Momento "Applause" na pista da VDV - Marry The Night do ano passado (Foto: Victor Curi | Reprodução)
Momento “Applause” na pista da VDV – Marry The Night do ano passado (Foto: Victor Curi | Reprodução)

A primeira edição da festa, ainda em 2017, foi feita às pressas para acontecer no mesmo final de semana “Alguns temas são muito especiais, como o especial Lady Gaga que surgiu quando ela cancelou o show e nos viramos de um dia para o outro para atender essa demanda do público – acabamos repetindo todo ano”.

Foi também no Galpão Gamboa que, no último agosto, a V comemorou seu 6º aniversário de “música, amor, dança e sodomia”. Idealizada pelo produtor e designer gráfico Eduardo Castelo, a festa conseguiu se firmar na noite carioca ao longo desse tempo, tonando-se sinônimo de irreverência e resistência, desde que começou a encher a pista da La Cueva, em Copacabana.

“Eu já conhecia lá de nome e de fama”, lembra Edu. Desde a primeira edição, numa quinta-feira, 15 de agosto de 2013, ele manteve contato com o dono do local, o xará Sr. Eduardo, e começou a construir a V em uma das pistas mais importantes na cena carioca, desde os anos 1960. Na estreia, a festa atraiu cerca de 100 pessoas logo de cara. “[A fase na La Cueva] Foi muito importante, porque além de ser um lugar bacana e com personalidade, ele também abriu as portas pra mim, um produtor novo.”

Eduardo Castelo tocando na Glam POP Gala de 6 anos da VDV (Foto: Victor Curi | Reprodução)
Eduardo Castelo tocando na Glam POP Gala de 6 anos da VDV (Foto: Victor Curi | Reprodução)

Apoiado por Fiu Carvalho, seu braço direito; Malu Vianna, DJ desde o início e produtora ocasional; e Barbara de Oliveira, a Barbie 2k, que comanda as picapes desde o início, Eduardo atravessou a onda de pessimismo do Rio e cativou um público fiel, que acompanha a V dos casarões da Gávea aos clubes do centro. “Todo mundo sempre foi muito consciente do que o nome significava – não deixa dúvidas que é uma festa LGBT, sem algo ‘friendly’ genérico pra disfarçar. A gente reapropriou esse termo ao nosso favor e criou um espaço seguro na noite”, explica.

Fiu Carvalho, um dos nomes por trás da V, durante o aniversário de 6 anos da festa (Foto: Victor Curi | Reprodução)
Fiu Carvalho, um dos nomes por trás da V, durante o aniversário de 6 anos da festa (Foto: Victor Curi | Reprodução)

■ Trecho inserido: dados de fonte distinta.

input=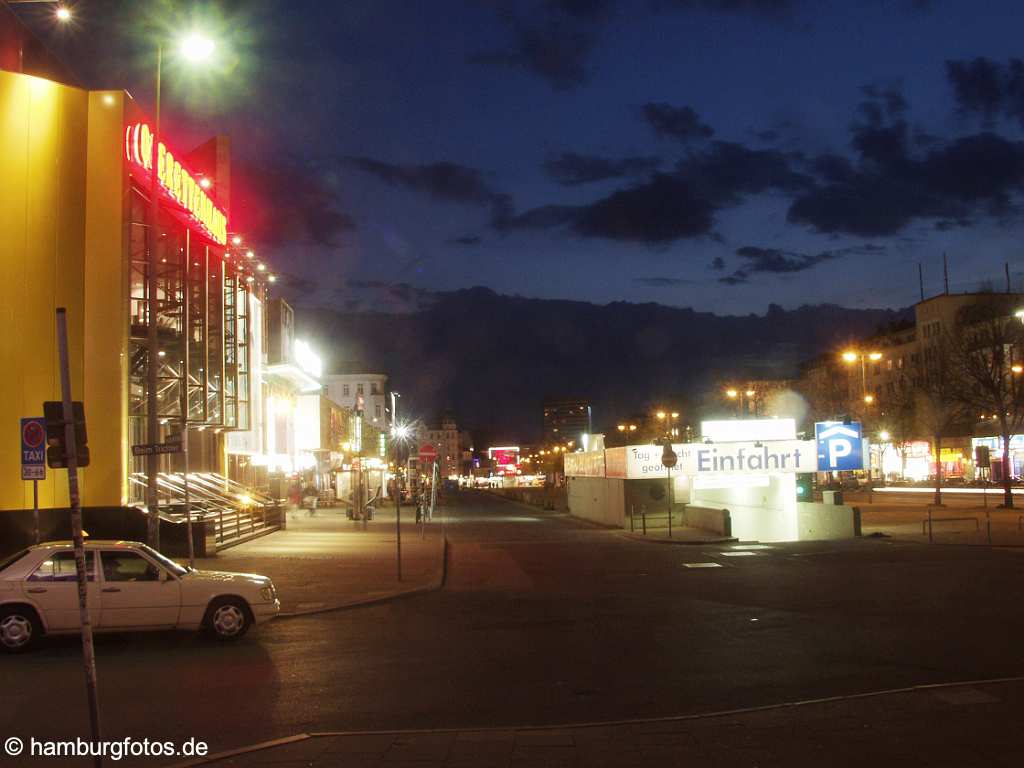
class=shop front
[0,63,278,548]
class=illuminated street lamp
[725,387,757,416]
[145,32,219,550]
[843,349,882,402]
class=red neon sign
[125,123,227,246]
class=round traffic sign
[22,421,46,449]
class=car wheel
[206,597,253,640]
[0,605,43,653]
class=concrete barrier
[797,502,860,542]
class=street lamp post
[725,387,758,418]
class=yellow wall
[0,71,127,509]
[82,91,131,506]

A festa também foi umapeça importante do renascimento na cena drag do Rio de Janeiro, abrindo espaço para essa arte muito antes de Pabllo Vittar surgir ou da febre de RuPaul’s Drag Race. Ali, nomes como Maria Paju, Aurora  Black, Ravena Creole, Chloe Van Damme e a Haus of Khaleesi começavam a despontar. “Na época, veio toda essa nova geração de drag queens na noite do Rio, então a festa abriu espaço para elas se apresentarem”, relembra Edu, que fez questão de sempre manter essa liberdade de expressão da V. “É para reunir essas pessoas e ter essa sensação de comunidade que eu faço a  festa.”

O sucesso foi tanto que, ao longo do caminho, a V de Viadão acabou “parindo” duas filhas: a M de Melancolia, dedicada exclusivamente às músicas de fossa que os DJs normalmente tocam “para expulsar as pessoas da pista”, como explica Edu; e a Haus of Viadão, edição mais eletrônica, com influências do house e da era disco no som.

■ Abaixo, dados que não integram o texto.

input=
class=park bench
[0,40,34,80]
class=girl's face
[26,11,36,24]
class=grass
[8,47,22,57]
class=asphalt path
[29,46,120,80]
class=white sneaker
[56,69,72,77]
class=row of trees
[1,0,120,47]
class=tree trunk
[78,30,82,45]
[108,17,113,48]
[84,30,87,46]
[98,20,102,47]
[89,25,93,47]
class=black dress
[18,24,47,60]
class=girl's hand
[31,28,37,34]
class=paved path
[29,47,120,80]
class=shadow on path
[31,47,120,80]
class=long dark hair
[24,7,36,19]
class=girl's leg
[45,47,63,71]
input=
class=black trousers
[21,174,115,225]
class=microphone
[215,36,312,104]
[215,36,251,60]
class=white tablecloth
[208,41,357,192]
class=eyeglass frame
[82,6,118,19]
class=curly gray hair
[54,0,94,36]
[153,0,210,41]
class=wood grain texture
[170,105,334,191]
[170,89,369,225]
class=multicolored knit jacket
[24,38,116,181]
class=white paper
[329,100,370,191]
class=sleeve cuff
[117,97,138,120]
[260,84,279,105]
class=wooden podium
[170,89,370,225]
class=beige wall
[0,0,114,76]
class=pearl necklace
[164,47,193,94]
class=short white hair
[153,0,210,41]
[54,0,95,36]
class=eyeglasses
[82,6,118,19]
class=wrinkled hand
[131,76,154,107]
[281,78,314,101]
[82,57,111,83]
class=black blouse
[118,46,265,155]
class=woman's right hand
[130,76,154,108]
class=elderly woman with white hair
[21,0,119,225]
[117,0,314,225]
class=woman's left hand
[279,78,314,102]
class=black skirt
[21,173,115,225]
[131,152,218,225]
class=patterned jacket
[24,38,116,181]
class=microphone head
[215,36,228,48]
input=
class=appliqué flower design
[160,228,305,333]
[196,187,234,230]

Catarse performática durante a última edição da VDV - Marry The Night (Foto: Victor Curi | Reprodução)
Catarse performática durante a última edição da VDV – Marry The Night (Foto: Victor Curi | Reprodução)

“A cena do Rio passou por vários momentos, como o boom do techno e da eletrônica. Obviamente, muito mudou pra pior. As pessoas tão saindo menos e abaladas com o governo. Houve uma estagnação do Rio – muita gente foi pra São Paulo etc., e isso dá uma enfraquecida”, avalia o produtor sobre os últimos seis anos da noite carioca.

Ainda assim, a V chegou até aqui, sem o menor sinal de que pretende parar. E, se depender de Eduardo, não vai: “Eu tenho que me dar um tapinha nas costas nesses seis anos. Apesar dos momentos ruins, fiz certo em persistir e insistir, sem abandonar essa ideia. Nosso público merece a dedicação que temos fazendo nossa festa”.